– Он выживет? – спросил Гюст.
– Нет! – буркнул ворожец. Поднял с колен Верну. – Бегом собирать дровье!
Будто в спячку погрузилась. «Поймала» спасительную отрешенность и баюкала, не давала уйти. Только не отчаиваться, не предаваться страшным мыслям. А вдруг все бесполезно? Вдруг не выживет?
Ворожцы метались от Безрода к Тычку, хмурились, о чем-то подолгу говорили. Верна почти все время сидела у дымохода, не убирала руку с сивой головы. Иногда меняла Гюста на поддувале и в один из дней «проснулась». Умывалась у бочки, глянула в отражение, и точно встряхнули – смотрит девка, глаза тоскливые, коса заплетена кое-как, уголки губ опущены. Ага, с такой рожей вытащи человека с Той Стороны! Захочешь упереться, показать Костлявой кукиш, дескать, не получишь, а та не поверит. Много ли навоюешь с таким скорбным лицом? Как бы самой концы не отдать.
– Ну-ка, дура, улыбнись! И к такой-то матери выбитый зуб! Улыбайся!

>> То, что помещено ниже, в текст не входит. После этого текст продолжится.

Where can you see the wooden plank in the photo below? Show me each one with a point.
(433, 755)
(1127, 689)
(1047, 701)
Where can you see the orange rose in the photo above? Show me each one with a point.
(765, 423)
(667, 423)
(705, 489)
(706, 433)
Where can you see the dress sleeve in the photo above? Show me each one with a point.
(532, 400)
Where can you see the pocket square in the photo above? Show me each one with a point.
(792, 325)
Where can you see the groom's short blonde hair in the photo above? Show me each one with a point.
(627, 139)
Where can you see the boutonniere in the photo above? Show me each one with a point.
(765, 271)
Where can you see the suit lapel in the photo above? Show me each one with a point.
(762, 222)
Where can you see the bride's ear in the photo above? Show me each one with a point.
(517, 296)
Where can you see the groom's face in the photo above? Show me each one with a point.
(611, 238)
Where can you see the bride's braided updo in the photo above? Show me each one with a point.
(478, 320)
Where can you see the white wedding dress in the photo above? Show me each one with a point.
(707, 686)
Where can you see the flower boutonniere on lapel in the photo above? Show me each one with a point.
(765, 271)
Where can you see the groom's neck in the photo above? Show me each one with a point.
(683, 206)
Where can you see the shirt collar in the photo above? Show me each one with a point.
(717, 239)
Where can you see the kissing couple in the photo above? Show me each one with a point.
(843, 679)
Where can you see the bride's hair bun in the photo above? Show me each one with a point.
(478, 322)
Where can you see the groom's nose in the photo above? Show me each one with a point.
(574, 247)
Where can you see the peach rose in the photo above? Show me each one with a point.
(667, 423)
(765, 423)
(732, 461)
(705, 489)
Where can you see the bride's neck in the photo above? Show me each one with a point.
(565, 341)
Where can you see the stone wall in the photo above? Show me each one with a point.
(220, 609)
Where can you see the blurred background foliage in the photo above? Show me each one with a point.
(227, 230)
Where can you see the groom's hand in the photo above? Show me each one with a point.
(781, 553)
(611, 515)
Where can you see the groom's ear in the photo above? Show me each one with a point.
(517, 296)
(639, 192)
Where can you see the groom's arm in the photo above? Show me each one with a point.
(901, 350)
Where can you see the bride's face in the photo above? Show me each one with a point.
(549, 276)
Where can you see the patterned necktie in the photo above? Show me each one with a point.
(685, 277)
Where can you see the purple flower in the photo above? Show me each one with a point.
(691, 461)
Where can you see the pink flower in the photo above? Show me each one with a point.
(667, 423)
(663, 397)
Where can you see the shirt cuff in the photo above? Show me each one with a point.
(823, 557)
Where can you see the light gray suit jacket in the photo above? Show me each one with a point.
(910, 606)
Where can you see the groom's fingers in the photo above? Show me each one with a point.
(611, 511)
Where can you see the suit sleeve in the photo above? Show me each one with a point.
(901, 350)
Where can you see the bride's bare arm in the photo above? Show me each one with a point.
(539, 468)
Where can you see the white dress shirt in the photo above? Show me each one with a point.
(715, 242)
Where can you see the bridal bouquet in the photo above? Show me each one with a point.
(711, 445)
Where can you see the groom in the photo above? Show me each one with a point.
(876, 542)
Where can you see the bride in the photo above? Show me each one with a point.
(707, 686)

Не улыбалось. Пальцами растянула губы. Получилась ухмылка, а не улыбка.
– Потрепало тебя за последние годы, папкина дочка, – буркнула отражению. – Вон, брови сведены, косишь исподлобья, глаза щуришь. Носишко – так себе, не сломали бы, смотрелся лучше. А ну раскрой глаза!
Развела брови, загнала на лоб, раскрыла глаза. Дура дурой!
– Нет, не так. Гляди мягче, а так будто страшилище увидела! Вот-вот глаза выкатятся!
Несколько раз вздохнула, закрыла глаза, снова открыла. Представила себе отца, что глядит из Ратниковых палат через это водное зерцало в бочке. Улыбнулась по-доброму. Подмигнула.
– Папка, плохо мне без тебя, крутит по четырем сторонам, найти нужную не могу.
И будто из ниоткуда сошло на лицо искомое выражение, точно отец поправил сильными руками – губы растянул в напряженной улыбке, стер с лица мученическое выражение, в глаза подпустил искр.
– Шея длинная, лобешник чистый, брови дуговатые, – прошептала отражению. Отпустило. – Ты, что ли, Крайровичей зубами рвала? Ты в море сигала, топиться думала? Ты, упрямая коровища, глядела на белое, а говорила черное? Осталось еще упрямство или все растеряла?
Глядит с той стороны дуреха, кивает. Есть немного. Сунула в воду голову, а когда выпрямилась и оглянулась, что-то изменилось. Красок в мире стало больше или солнце проглянуло из облаков? Вернулась к печи, села подле Безрода, подняла глаза. Гюст заметил перемену, удивленно хмыкнул. И ему подмигнула. Не жалко улыбки хорошему человеку…
Дровница заметно уменьшилась. Которая седмица на счет пошла, а Сивому лучше не делается. Хуже тоже не становится, только мало с этого радости.
– И что теперь? – упрямо пытала ворожцов.